The Orlando Project begins in a book too big for its bindings. In 1991, The Feminist Companion to Literature in English, a reference book on women writers, was published by some of us who are now part of the Orlando Project (Blain, Clements & Grundy 1991). Isobel Grundy, Patricia Clements and Virginia Blain started that work believing that its discoveries would easily fit within the covers of a chunky little reference book. They were wrong. During the course of their research, becoming increasingly aware of the extent and range of women's writing, they several times renegotiated the length of The Feminist Companion with its generously flexible publisher. The hard work of condensation and the publisher's flexibility notwithstanding, however, when the book was published it had no index. They'd had to leave it out. The index to the Companion -- which offered readers a few basic pathways into the several inches of densely packed information in the book -- was a hundred A4 pages in typescript. Printing it would have broken the bindings. Literally. Had the book been bound at that length, it would have fallen apart. For scholarly users of the Companion, this means that there are only two ways of accessing the book's information: the alphabetical order of biographical entries, and the rough chronological groupings of writers. The image of the bursting book links with another -- that of Feminist Companion filing cabinets -- on three continents -- also full of information about women's writing in English, not published because there wasn't room for it in the book.

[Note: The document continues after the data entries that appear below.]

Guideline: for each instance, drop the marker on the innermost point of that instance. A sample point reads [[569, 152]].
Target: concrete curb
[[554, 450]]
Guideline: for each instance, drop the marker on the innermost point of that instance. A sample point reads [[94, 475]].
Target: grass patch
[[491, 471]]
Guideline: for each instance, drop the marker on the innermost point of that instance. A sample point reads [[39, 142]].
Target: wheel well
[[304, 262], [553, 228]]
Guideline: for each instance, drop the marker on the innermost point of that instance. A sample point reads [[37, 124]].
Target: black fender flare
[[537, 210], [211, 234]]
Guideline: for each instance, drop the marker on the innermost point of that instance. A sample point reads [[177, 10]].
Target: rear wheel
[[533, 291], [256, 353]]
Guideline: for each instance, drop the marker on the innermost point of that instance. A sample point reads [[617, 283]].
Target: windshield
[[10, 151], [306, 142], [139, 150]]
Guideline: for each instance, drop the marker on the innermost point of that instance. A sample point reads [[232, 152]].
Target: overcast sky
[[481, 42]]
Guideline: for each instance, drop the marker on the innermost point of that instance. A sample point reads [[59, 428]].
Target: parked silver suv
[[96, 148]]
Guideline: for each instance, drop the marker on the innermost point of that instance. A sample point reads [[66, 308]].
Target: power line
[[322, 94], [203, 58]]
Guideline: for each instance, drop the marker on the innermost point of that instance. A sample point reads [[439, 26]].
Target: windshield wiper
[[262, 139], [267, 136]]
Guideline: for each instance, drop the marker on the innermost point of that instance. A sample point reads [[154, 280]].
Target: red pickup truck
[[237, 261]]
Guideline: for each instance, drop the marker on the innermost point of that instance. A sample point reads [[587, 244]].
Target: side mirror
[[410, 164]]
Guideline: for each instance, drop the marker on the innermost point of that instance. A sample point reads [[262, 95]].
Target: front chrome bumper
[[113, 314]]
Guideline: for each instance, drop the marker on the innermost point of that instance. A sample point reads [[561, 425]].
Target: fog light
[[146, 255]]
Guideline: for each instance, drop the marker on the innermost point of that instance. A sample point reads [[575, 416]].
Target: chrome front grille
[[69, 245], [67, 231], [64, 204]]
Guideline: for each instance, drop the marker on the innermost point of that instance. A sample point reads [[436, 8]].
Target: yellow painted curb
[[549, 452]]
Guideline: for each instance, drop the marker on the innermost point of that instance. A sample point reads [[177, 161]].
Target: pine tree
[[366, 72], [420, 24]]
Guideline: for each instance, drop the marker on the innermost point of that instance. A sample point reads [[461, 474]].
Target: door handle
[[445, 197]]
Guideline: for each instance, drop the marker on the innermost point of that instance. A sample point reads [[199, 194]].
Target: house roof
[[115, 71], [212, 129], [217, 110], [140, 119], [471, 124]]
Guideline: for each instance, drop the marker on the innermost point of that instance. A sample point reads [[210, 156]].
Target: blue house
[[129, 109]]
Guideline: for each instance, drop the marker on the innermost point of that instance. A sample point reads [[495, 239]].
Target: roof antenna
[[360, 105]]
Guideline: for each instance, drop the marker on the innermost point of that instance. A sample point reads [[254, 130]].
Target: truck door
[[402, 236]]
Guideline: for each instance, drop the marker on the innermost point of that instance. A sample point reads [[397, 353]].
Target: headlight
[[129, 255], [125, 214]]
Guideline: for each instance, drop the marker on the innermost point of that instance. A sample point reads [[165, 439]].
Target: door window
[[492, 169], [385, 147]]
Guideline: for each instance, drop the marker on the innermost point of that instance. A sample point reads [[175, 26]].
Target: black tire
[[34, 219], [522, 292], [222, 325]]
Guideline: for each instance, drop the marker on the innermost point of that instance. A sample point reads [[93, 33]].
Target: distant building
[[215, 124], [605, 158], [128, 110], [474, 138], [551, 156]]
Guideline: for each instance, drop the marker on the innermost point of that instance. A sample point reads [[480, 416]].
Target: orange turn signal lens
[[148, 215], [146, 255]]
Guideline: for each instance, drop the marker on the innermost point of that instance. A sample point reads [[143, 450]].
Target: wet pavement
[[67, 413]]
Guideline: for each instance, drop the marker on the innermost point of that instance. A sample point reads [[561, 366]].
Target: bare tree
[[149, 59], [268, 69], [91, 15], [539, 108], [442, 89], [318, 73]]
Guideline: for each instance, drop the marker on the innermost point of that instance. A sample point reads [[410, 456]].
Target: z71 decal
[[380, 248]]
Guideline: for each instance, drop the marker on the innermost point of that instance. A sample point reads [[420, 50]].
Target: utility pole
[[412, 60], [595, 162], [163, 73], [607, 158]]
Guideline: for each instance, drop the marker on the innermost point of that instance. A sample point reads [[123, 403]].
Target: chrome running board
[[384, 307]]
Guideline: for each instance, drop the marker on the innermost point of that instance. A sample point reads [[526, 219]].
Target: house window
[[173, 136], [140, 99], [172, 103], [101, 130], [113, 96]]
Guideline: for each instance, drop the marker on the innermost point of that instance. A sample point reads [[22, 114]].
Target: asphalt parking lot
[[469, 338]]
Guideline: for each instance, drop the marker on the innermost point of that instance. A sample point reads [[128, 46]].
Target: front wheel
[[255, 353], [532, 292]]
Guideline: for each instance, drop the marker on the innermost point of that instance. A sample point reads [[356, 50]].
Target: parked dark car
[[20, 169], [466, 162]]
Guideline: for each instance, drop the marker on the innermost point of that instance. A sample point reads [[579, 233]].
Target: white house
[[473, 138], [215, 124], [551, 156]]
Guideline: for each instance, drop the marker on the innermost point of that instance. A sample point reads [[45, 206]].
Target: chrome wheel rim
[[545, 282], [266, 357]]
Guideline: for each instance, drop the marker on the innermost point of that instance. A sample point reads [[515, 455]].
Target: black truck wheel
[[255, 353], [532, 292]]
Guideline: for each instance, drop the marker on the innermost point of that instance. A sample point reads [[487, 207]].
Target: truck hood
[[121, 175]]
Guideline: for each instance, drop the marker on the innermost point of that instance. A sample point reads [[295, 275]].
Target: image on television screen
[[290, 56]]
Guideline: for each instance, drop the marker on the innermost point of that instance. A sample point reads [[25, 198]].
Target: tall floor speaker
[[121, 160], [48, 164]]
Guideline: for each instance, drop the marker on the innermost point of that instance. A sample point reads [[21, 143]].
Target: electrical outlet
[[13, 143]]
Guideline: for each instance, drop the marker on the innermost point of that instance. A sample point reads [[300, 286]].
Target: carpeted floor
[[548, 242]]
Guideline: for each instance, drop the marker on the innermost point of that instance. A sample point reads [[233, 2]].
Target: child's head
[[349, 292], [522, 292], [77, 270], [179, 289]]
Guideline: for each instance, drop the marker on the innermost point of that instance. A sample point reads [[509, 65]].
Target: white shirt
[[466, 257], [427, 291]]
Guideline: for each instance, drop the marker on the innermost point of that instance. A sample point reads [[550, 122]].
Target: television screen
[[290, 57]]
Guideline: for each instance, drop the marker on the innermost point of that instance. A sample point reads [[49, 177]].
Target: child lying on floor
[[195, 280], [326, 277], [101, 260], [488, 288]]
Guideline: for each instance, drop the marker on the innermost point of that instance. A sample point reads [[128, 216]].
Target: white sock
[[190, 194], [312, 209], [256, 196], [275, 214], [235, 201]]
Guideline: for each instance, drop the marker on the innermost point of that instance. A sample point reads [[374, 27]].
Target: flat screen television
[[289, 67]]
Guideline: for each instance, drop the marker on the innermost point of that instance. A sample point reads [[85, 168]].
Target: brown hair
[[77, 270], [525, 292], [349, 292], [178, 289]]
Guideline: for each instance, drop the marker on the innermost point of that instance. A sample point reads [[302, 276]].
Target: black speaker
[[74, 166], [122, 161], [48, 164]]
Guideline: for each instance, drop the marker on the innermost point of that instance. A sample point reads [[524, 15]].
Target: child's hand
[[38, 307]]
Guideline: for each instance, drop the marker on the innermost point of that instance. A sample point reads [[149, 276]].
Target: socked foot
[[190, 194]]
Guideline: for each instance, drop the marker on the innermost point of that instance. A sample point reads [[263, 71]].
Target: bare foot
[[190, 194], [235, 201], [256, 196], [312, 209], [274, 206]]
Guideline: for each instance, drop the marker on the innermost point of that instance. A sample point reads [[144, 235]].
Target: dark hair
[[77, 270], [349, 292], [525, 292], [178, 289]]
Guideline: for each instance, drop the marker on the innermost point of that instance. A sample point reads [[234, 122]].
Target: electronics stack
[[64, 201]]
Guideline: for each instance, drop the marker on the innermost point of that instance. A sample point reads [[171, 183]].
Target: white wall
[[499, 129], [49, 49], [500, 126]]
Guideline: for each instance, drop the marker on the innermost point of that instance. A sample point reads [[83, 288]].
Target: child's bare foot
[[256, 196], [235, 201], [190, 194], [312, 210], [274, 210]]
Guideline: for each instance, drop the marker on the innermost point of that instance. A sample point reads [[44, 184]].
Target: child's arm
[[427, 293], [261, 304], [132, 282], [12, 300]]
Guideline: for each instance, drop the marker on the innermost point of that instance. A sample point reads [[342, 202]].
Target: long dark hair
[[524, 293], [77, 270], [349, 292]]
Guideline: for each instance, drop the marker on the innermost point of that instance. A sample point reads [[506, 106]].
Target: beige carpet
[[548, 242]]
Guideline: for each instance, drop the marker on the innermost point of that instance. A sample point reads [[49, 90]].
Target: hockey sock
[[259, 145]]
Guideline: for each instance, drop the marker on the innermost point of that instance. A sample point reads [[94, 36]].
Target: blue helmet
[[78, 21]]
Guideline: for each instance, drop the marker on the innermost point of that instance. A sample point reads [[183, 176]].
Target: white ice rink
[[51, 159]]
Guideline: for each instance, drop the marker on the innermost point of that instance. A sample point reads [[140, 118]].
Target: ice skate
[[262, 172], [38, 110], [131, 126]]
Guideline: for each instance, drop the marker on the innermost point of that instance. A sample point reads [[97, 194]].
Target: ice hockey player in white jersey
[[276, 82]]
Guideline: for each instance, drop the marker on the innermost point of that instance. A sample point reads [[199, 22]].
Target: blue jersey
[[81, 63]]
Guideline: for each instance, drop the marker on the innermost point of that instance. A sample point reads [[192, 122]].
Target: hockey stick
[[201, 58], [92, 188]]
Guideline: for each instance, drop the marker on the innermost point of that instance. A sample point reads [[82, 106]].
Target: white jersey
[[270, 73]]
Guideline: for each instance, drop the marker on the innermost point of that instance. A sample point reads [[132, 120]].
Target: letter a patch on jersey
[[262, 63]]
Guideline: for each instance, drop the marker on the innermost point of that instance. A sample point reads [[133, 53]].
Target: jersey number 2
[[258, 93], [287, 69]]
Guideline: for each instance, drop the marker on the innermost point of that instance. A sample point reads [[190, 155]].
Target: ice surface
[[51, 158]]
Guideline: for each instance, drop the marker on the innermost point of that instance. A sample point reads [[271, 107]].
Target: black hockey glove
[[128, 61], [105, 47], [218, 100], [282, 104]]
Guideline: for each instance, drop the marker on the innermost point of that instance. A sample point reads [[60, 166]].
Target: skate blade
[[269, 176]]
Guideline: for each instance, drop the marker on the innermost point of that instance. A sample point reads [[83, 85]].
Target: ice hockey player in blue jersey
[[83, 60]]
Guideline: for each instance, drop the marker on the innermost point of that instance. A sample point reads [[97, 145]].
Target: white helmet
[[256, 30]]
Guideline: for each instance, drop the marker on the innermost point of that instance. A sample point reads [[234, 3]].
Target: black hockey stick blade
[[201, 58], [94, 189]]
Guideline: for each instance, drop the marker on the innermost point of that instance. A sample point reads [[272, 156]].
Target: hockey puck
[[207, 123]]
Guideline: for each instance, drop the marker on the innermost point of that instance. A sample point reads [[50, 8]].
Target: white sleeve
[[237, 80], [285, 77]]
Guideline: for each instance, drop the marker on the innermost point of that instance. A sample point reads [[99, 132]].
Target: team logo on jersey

Those two images have a lot to do with the genesis and the character of The Orlando Project. This research tool won't burst the bindings, and it won't leave relevant research in the filing cabinets. And this one will offer its readers -- or end-users, as we also call them -- many different ways of accessing the information it contains. In what follows, we will outline the major principles on which the project is built, provide some examples of the work we are doing, and consider some of the wider implications of the kind of work the Orlando Project has undertaken.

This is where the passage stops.